Sometimes it's rough being at conferences without my old Impressive University badge. Especially when meeting foreign scholars, most of whom seem to think that "college" means "private high school" (as it often does, I think, in Commonwealth countries?)
And, okay, I applied for a lot of post-docs, and didn't get any. I salve my ego with an awareness that my recommenders knew my long-term goal was to work at a college and probably slanted their letters that direction.
But a liberal arts college job was, indeed, my long-term goal (plus, back then I didn't know that it would actualy be easier to get such a job straight out of grad school than after a post-doc), and there were reasons. Like the balance issue. Teaching is going to be part of any position (stop sniggering!), and I wanted to be someplace where the students were good enough to make it fun and where it wouldn't be viewed as wasted time.

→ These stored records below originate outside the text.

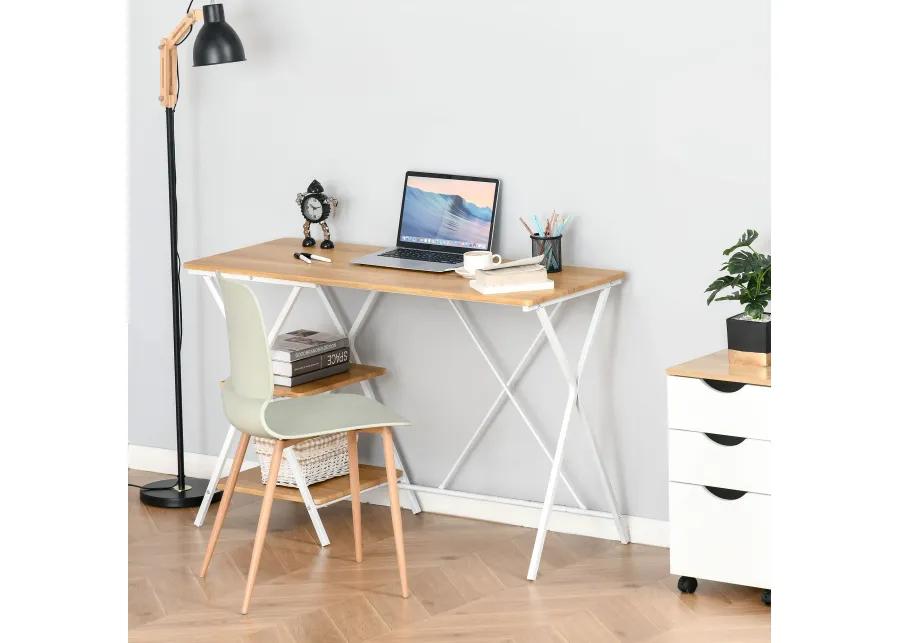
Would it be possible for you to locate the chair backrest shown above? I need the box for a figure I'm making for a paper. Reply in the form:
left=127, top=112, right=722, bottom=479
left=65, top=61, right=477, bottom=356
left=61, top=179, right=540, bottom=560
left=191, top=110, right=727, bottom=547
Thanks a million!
left=216, top=274, right=274, bottom=436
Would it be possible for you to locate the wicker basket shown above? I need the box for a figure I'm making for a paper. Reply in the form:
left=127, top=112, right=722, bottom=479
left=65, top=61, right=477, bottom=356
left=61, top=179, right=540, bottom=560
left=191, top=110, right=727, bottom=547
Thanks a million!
left=253, top=433, right=350, bottom=487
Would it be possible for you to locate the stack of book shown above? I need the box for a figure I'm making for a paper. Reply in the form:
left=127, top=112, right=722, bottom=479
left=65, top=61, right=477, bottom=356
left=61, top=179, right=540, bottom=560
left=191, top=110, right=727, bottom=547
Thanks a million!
left=469, top=256, right=554, bottom=295
left=271, top=329, right=350, bottom=387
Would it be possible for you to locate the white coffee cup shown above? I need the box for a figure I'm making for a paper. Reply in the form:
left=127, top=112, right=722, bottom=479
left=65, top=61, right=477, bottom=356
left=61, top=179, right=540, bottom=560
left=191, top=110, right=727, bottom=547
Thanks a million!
left=463, top=250, right=503, bottom=272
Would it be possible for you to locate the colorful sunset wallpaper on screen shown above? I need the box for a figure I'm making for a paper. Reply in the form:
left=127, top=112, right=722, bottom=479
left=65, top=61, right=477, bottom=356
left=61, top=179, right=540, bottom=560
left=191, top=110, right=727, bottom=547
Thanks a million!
left=400, top=176, right=497, bottom=250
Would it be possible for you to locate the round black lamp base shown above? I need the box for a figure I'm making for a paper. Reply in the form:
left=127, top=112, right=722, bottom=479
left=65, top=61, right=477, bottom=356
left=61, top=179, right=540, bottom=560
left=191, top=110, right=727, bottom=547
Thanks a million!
left=141, top=478, right=222, bottom=509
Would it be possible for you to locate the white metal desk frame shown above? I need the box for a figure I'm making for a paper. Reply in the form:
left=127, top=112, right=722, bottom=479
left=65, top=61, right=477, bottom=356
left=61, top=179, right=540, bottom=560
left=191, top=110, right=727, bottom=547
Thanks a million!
left=189, top=270, right=630, bottom=580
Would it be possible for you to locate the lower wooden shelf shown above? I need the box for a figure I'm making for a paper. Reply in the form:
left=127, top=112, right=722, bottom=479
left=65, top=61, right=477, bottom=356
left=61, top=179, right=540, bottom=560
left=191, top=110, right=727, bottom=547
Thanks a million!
left=219, top=464, right=403, bottom=506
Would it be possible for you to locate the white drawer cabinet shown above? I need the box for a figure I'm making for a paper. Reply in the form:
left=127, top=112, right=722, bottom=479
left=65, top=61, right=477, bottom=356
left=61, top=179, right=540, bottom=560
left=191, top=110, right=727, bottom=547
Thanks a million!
left=668, top=376, right=771, bottom=440
left=669, top=429, right=771, bottom=493
left=666, top=351, right=772, bottom=604
left=669, top=482, right=772, bottom=587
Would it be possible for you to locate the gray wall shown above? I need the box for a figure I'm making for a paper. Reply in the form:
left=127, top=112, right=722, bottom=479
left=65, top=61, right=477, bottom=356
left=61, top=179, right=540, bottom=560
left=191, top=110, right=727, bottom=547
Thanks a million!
left=128, top=0, right=769, bottom=519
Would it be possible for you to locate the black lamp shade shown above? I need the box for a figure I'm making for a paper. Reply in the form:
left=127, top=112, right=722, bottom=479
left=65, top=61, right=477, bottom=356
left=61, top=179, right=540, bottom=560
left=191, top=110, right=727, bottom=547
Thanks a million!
left=194, top=4, right=247, bottom=67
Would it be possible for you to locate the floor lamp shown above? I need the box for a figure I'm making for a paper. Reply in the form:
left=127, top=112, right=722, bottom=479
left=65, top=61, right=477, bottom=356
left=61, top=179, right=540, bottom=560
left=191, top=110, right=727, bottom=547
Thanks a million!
left=140, top=0, right=246, bottom=507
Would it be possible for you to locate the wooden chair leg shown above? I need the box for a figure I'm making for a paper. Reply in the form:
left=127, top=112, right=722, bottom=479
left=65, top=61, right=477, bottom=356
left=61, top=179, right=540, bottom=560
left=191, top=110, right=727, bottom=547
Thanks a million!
left=241, top=440, right=285, bottom=614
left=381, top=426, right=409, bottom=598
left=347, top=431, right=362, bottom=563
left=200, top=433, right=250, bottom=578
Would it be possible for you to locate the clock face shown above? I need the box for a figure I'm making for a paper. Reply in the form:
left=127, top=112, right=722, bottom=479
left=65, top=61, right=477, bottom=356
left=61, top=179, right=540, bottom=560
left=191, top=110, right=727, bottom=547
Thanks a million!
left=300, top=194, right=331, bottom=223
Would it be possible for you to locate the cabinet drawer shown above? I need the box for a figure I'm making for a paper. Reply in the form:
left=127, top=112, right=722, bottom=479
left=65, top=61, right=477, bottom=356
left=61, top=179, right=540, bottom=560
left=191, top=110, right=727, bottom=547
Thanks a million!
left=667, top=375, right=772, bottom=440
left=669, top=429, right=772, bottom=493
left=669, top=482, right=772, bottom=589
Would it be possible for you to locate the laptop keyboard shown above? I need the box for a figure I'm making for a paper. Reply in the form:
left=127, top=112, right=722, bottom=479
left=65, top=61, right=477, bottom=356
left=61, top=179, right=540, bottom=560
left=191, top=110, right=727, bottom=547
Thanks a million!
left=378, top=248, right=462, bottom=263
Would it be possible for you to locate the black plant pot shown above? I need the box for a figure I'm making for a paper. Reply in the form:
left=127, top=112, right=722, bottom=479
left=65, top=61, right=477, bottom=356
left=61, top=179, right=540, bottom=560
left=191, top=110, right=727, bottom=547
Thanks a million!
left=725, top=313, right=772, bottom=366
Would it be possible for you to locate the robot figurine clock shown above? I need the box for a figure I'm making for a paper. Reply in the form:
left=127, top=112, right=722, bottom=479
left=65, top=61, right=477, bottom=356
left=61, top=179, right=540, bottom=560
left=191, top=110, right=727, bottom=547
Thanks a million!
left=297, top=179, right=337, bottom=250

I wanted to be someplace where research was expected too, and where the teaching load wasn't so rough as to make it nearly impossible.
I have to admit, though, one of my biggest reasons for wanting to work at a college—one that rose screaming from my subconscious during a recent conversation with a friend at a research university. She was bemoaning the extremely narrow intellectual interests, poor work habits, and grandiose career expectations of her first graduate student. How blunt should she be about the record he will need in the current job market? Should she ask pointed questions about lack of apparent progress? And how firmly should she suggest that the student try reading a new book once in while?

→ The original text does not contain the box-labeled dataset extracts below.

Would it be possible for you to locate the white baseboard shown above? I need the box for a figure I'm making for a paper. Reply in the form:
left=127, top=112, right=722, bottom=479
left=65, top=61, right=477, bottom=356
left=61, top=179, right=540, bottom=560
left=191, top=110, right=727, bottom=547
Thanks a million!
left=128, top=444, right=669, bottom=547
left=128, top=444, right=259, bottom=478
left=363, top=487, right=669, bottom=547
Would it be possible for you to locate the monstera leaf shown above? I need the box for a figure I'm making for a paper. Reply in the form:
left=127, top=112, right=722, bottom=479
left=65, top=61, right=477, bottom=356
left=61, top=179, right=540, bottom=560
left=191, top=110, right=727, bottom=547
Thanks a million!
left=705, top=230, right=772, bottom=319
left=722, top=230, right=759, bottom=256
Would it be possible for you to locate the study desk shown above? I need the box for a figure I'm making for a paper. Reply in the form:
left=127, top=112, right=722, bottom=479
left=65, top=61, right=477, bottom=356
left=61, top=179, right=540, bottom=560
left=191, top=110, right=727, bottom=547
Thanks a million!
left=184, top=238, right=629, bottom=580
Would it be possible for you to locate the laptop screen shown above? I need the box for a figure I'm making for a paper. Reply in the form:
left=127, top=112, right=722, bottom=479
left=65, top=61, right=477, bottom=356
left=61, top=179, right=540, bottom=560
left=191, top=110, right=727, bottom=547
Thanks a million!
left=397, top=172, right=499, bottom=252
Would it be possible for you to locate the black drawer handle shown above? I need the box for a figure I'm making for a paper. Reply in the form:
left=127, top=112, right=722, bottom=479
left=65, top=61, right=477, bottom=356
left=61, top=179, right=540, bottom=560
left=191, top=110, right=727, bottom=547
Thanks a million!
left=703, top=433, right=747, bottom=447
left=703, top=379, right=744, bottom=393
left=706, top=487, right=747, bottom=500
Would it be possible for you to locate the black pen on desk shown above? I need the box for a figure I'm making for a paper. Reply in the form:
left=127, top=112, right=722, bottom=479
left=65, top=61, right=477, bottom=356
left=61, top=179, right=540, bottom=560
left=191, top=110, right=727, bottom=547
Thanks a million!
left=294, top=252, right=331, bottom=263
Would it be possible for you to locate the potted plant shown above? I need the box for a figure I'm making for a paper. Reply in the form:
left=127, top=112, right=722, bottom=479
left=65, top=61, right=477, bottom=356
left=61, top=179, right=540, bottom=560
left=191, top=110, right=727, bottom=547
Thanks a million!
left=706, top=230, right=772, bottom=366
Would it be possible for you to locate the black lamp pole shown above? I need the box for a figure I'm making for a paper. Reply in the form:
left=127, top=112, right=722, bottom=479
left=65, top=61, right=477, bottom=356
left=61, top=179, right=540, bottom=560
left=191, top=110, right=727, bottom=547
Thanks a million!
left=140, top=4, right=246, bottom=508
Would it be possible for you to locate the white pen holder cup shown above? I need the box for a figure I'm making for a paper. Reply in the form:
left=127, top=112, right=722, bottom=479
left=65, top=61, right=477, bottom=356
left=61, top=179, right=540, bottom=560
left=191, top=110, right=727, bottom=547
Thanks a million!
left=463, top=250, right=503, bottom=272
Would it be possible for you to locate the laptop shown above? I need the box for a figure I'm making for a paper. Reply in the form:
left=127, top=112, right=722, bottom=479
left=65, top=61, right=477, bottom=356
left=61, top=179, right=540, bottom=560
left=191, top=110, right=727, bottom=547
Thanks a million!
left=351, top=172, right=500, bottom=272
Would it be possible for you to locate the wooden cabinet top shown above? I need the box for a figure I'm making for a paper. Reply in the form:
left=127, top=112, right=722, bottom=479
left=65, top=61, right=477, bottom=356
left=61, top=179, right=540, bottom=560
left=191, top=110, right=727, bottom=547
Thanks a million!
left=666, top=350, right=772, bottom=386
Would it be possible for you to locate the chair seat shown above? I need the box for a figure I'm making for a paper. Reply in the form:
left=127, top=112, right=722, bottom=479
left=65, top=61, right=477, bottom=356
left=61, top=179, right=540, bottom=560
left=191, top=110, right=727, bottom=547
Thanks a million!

I don't want to advise graduate students. I have a rough enough time figuring out my own life and my own scholarly agenda. Back then I feared having the power to change the direction of students' lives, too.

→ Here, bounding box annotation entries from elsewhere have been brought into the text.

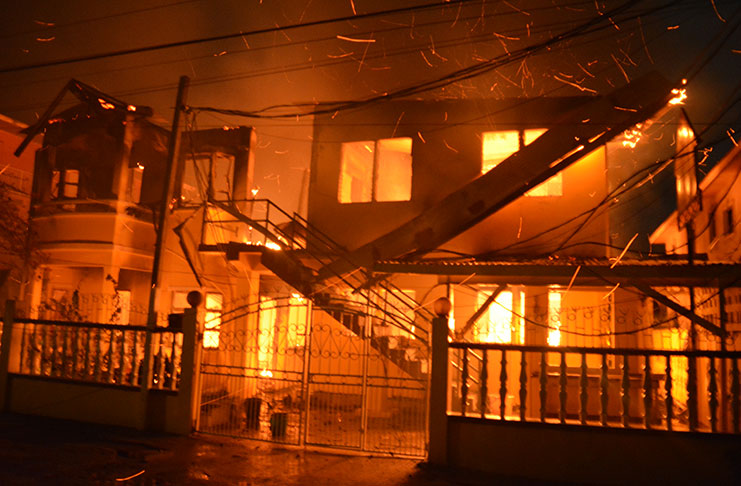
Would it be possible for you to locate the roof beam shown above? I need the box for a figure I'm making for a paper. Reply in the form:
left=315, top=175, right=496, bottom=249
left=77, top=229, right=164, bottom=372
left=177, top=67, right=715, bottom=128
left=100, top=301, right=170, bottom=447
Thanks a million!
left=633, top=285, right=727, bottom=337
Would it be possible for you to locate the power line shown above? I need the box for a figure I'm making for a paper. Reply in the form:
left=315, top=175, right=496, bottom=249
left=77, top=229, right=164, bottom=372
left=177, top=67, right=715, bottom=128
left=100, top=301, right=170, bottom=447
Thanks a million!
left=0, top=0, right=203, bottom=39
left=190, top=0, right=660, bottom=118
left=0, top=0, right=482, bottom=74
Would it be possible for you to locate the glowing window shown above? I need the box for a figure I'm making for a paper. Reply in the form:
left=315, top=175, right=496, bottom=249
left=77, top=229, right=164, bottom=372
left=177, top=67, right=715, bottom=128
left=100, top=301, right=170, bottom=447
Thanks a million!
left=475, top=290, right=513, bottom=343
left=548, top=290, right=561, bottom=346
left=286, top=294, right=308, bottom=348
left=203, top=292, right=224, bottom=348
left=337, top=138, right=412, bottom=203
left=63, top=170, right=80, bottom=199
left=110, top=290, right=131, bottom=324
left=523, top=128, right=563, bottom=197
left=546, top=288, right=615, bottom=368
left=180, top=153, right=234, bottom=202
left=481, top=130, right=520, bottom=174
left=257, top=297, right=277, bottom=370
left=129, top=166, right=144, bottom=203
left=481, top=128, right=563, bottom=197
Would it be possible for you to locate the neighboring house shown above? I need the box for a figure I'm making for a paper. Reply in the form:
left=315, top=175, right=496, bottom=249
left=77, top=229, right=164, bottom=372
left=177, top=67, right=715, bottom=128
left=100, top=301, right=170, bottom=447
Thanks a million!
left=650, top=142, right=741, bottom=349
left=0, top=115, right=39, bottom=301
left=18, top=81, right=253, bottom=325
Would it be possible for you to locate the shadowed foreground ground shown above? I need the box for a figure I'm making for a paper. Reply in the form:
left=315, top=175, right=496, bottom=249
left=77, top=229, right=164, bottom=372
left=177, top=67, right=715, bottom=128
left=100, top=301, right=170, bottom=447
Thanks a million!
left=0, top=414, right=568, bottom=486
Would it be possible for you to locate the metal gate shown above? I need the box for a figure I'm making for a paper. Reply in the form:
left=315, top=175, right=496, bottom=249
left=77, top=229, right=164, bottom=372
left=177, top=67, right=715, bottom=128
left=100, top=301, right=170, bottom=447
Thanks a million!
left=197, top=294, right=428, bottom=457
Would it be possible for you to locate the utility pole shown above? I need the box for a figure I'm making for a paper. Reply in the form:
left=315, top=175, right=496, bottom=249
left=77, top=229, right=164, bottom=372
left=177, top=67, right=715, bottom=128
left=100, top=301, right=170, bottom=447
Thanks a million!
left=140, top=76, right=190, bottom=393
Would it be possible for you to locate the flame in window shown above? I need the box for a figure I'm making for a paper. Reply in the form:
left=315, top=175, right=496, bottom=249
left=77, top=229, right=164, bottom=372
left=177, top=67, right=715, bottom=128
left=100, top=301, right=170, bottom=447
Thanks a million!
left=98, top=98, right=116, bottom=110
left=623, top=123, right=643, bottom=148
left=669, top=88, right=687, bottom=105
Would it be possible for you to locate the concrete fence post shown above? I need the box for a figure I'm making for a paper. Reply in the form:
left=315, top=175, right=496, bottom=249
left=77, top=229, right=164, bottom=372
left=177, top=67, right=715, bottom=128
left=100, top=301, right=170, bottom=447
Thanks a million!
left=427, top=297, right=450, bottom=466
left=0, top=300, right=15, bottom=410
left=174, top=300, right=200, bottom=434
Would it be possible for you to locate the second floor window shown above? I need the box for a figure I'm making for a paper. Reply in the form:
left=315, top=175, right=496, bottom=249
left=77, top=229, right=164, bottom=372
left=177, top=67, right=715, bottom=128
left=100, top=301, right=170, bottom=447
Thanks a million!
left=481, top=128, right=563, bottom=197
left=180, top=153, right=234, bottom=203
left=723, top=208, right=736, bottom=235
left=337, top=137, right=412, bottom=203
left=51, top=169, right=80, bottom=199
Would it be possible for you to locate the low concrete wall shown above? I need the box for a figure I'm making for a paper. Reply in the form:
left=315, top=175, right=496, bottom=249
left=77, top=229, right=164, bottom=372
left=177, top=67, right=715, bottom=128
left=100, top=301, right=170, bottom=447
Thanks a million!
left=447, top=417, right=741, bottom=484
left=7, top=374, right=145, bottom=428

Now I know that undergraduate teachers can have a huge impact on student's choices—especially at schools like Granolan where we have so much contact with students. (One of our seniors is about to head off to Antediluvian, where I strongly encouraged him to apply. I wonder, though, whether my pointing out Claritin's over-the-counter availability might have had an even bigger quality-of-life impact.) But I still I don't want responsibility for others as they pass points of no return. At college graduation, few roads have been closed off. Our students still believe they can go follow new dreams, and it's usually true.